Consider a directed graph $G$ and a relation $R$ on its vertices defined such that $uRv$ if and only if $v$ can be reached from $u$ by a directed path.

Variant
Show that $R$ is a preorder (a relation that is reflexive and transitive, but not necessarily antisymmetric).
Solution
The zero-length paths correspond to the reflexive pairs $uRu$ .

The concatenation of oriented paths from $u$ to $v$ and from $v$ to $w$ is an oriented walk from $u$ to $w$ . By omitting the segments between two occurrences of the same vertex, an oriented path from $u$ to $w$ can be obtained. The relation $R$ is therefore transitive.
Variant
Define the symmetric kernel of the relation as $R_s=R\cap R^{-1}$ . Prove that $R_s$ is an equivalence relation.
Solution
Both $R$ and $R^{-1}$ are reflexive, so $R_s$ is also reflexive.
For transitivity, if $uR_sv$ and $vR_sw$ , then $uRv \land vRw\land uR^{-1}v\land vR^{-1}v$ and hence the transitivity of $R$ and $R^{-1}$ implies $uRw$ and $uR^{-1}w$ , thus $uR_sw$ and therefore $R_s$ is transitive.

When $uR_sv$ , then $uRv \land uR^{-1}v$ which corresponds to $vR^{-1}v\land vRu$ , so $vR_su$ , and hence $R_s$ is symmetric.
Variant
What is the meaning of the equivalence classes of $R_s$ ?
Solution
Equivalence classes have the meaning of strongly connected components, or they contain vertices such that oriented paths lead between them in both directions.
Variant
Let us define the relation $R_f$ as $R$ factored by $R_s$ . In other words, $R_f$ will be a relation on the equivalence classes of the relation $R_s$ defined such that $A R_f B$ exactly when for $a\in A$ and $b\in B$ it is true that $a R b$ . Prove that this definition is correct, i.e. it does not depend on the choice of the elements $a$ and $b$ .
Solution
If $a,a'\in A$ and $b'\in B$ , and also $AR_fB$ because $aRb$ , then concatenating the path from $a'$ to $a$ with the path from $a$ to $b$ , and omitting the segments between the repeating vertices, we get a path from $a'$ to $b$ . In other words, the relation $R_f$ does not depend on the selection of an element from the equivalence class $a$ .
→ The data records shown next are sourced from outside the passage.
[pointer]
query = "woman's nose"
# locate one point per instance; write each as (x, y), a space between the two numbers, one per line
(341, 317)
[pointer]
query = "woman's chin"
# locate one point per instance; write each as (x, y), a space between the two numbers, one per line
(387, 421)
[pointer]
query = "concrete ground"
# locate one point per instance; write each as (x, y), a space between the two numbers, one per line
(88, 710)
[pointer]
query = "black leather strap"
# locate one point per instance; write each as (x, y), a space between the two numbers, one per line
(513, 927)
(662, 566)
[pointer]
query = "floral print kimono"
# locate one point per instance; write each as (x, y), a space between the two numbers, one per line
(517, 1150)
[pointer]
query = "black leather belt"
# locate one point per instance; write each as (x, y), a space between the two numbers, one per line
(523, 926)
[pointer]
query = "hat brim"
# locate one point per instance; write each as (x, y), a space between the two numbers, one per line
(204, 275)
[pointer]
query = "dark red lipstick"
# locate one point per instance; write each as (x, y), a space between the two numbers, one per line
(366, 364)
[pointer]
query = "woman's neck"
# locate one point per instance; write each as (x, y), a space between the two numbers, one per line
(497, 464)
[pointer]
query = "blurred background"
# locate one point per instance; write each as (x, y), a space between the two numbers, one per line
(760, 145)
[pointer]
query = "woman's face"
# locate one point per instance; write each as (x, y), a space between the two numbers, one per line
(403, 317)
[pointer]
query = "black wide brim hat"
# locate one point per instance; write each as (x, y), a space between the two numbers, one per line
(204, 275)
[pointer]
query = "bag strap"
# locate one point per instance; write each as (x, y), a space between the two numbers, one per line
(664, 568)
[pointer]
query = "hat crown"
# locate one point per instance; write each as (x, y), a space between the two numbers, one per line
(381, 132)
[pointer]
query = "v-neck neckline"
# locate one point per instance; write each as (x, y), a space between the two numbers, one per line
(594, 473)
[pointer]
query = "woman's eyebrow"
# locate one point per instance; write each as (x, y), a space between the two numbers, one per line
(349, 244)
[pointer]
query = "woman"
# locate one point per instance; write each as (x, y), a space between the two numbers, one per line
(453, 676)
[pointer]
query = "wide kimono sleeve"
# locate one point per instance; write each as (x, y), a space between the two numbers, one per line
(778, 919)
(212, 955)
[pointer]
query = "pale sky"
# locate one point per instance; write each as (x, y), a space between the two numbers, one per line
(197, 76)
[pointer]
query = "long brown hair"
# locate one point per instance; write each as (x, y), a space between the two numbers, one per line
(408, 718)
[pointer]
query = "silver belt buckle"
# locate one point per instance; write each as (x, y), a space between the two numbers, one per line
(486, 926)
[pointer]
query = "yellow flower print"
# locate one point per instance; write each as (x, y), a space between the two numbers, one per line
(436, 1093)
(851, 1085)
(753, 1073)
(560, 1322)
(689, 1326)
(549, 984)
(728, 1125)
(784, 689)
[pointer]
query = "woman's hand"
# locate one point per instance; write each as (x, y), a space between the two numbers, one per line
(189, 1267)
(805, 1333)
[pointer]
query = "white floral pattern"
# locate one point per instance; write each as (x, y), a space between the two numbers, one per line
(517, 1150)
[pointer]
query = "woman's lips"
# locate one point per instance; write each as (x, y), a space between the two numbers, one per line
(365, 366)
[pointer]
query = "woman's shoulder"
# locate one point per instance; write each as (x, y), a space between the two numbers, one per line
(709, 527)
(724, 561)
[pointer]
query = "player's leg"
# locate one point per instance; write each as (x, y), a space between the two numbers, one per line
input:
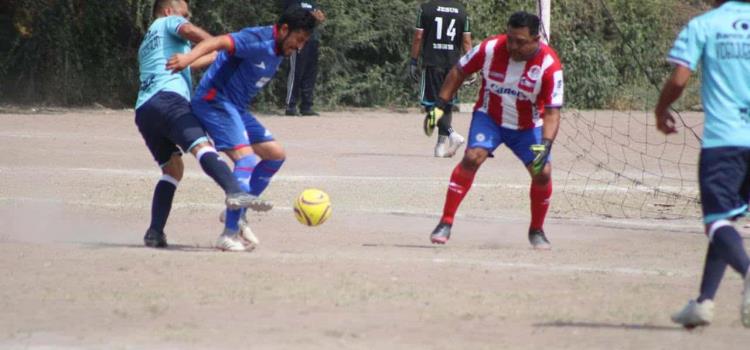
(722, 175)
(310, 54)
(540, 190)
(150, 121)
(185, 130)
(293, 84)
(224, 124)
(447, 136)
(484, 138)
An analogous argument can be made for the choice of an element from $B$ .
Variant
Prove that the relation $R_f$ is a (partial) order.
Solution
Reflexivity: equivalence classes are non-empty, so for $A$ there exists $a$ and a zero-length path from $a$ to $a$ which yields $AR_fA$ .
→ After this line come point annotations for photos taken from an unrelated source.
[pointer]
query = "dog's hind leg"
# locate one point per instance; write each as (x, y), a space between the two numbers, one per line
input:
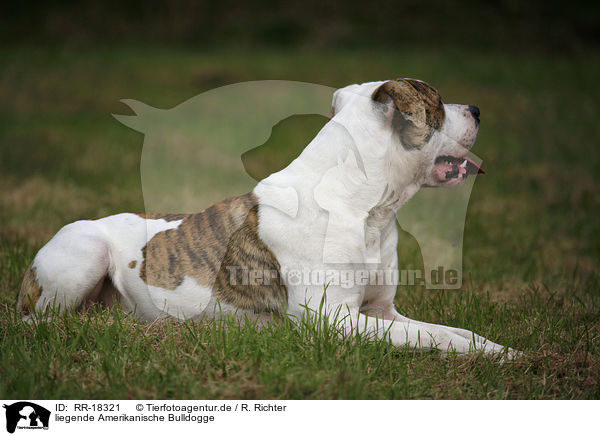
(68, 269)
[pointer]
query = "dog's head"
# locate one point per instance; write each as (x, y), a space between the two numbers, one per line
(430, 139)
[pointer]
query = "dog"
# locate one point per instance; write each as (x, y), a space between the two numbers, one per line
(332, 209)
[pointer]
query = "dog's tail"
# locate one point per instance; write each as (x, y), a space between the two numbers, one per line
(29, 293)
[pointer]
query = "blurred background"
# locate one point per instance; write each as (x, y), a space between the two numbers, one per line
(507, 25)
(532, 68)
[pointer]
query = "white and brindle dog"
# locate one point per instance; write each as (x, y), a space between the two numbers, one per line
(338, 200)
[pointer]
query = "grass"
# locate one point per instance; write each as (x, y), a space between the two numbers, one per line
(531, 247)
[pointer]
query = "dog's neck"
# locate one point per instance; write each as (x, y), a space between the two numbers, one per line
(348, 172)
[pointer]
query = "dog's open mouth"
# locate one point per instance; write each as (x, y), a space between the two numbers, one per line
(452, 170)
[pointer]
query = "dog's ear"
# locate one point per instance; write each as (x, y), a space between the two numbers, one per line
(404, 107)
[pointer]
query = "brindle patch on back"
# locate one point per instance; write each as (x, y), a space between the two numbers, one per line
(205, 244)
(30, 292)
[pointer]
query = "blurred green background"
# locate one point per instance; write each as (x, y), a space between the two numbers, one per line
(532, 230)
(532, 69)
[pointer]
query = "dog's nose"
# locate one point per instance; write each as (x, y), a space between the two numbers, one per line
(475, 112)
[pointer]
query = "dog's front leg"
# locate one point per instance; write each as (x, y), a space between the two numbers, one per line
(411, 334)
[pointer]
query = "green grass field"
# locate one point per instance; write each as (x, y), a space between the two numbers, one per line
(531, 248)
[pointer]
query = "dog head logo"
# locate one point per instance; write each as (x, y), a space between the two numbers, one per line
(26, 415)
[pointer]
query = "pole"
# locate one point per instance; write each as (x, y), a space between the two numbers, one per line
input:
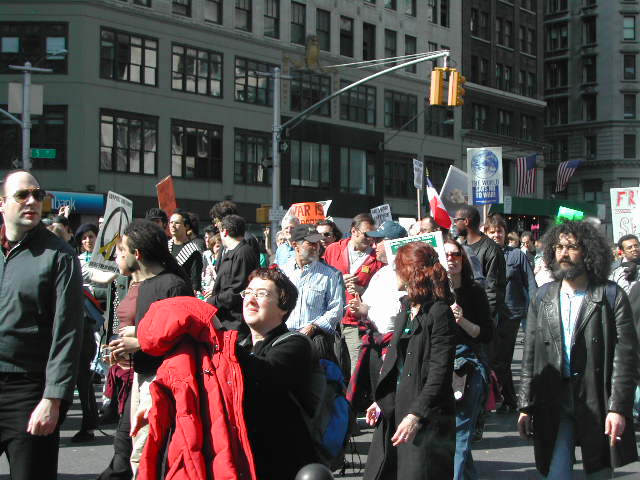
(26, 117)
(275, 155)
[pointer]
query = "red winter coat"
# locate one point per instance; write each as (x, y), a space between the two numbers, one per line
(337, 256)
(197, 392)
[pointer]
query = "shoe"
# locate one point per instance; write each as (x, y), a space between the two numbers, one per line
(82, 437)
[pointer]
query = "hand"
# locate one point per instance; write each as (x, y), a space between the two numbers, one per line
(614, 426)
(406, 430)
(525, 426)
(372, 415)
(44, 418)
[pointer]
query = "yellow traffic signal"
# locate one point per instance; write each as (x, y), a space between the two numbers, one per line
(456, 92)
(436, 96)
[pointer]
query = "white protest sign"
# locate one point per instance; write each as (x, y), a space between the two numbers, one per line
(484, 166)
(625, 211)
(117, 215)
(418, 173)
(433, 239)
(381, 214)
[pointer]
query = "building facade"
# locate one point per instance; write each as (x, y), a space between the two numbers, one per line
(150, 88)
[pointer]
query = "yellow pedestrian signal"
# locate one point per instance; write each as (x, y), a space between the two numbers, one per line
(456, 92)
(436, 96)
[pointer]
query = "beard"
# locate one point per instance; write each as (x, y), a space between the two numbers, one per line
(573, 270)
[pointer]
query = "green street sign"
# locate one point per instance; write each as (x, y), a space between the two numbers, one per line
(43, 153)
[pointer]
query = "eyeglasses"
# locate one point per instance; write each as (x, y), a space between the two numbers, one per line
(21, 196)
(572, 247)
(256, 293)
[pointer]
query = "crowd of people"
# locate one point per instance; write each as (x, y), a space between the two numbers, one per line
(211, 342)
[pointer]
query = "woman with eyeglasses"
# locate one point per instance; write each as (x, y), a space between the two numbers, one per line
(276, 365)
(471, 371)
(414, 410)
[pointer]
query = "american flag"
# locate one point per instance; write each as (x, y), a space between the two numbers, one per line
(565, 171)
(526, 175)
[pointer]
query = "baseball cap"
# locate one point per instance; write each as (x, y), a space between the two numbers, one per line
(388, 229)
(305, 232)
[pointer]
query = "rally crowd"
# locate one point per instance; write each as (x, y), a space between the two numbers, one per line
(211, 343)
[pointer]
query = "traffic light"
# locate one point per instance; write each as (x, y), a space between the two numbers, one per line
(436, 96)
(456, 92)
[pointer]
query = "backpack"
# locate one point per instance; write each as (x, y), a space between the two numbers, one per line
(324, 408)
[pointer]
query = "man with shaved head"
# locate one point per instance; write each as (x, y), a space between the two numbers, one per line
(40, 330)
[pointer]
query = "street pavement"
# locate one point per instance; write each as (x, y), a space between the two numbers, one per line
(501, 454)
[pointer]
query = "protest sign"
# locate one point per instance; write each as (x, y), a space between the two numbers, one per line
(434, 239)
(166, 195)
(117, 215)
(381, 214)
(625, 211)
(484, 167)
Transitivity: if $AR_fB \land BR_fC$ , then there exist $a \in A, b \in B$ and $c \in C$ such that $aRb \land bRc \Rightarrow aRc \Rightarrow AR_fC$ .

Antisymmetry: if $AR_fB\land BR_fA$ , then there exist $a\in A$ and $b\in B$ such that $aRb \land bRa \Rightarrow b\in A \Rightarrow A=B$ .
Variant
How can be desribed graphs, for which $R_s$ is the trivial equivalence relation? (Each vertex is equivalent only to itself.)
Solution
These graphs do not contain any directed cycle of length at least 2, since the vertices on the cycle would belong to a non-trivial equivalence class.
Variant
How can be desribed graphs, for which the ordering $R_f$ is linear?
Solution
These are graphs where there is an oriented path between every pair of vertices in at least one direction. If the ordering was not linear, then for vertices $a$ and $b$ , where classes $A$ and $B$ are incomparable in $R_f$ , no such path can exist.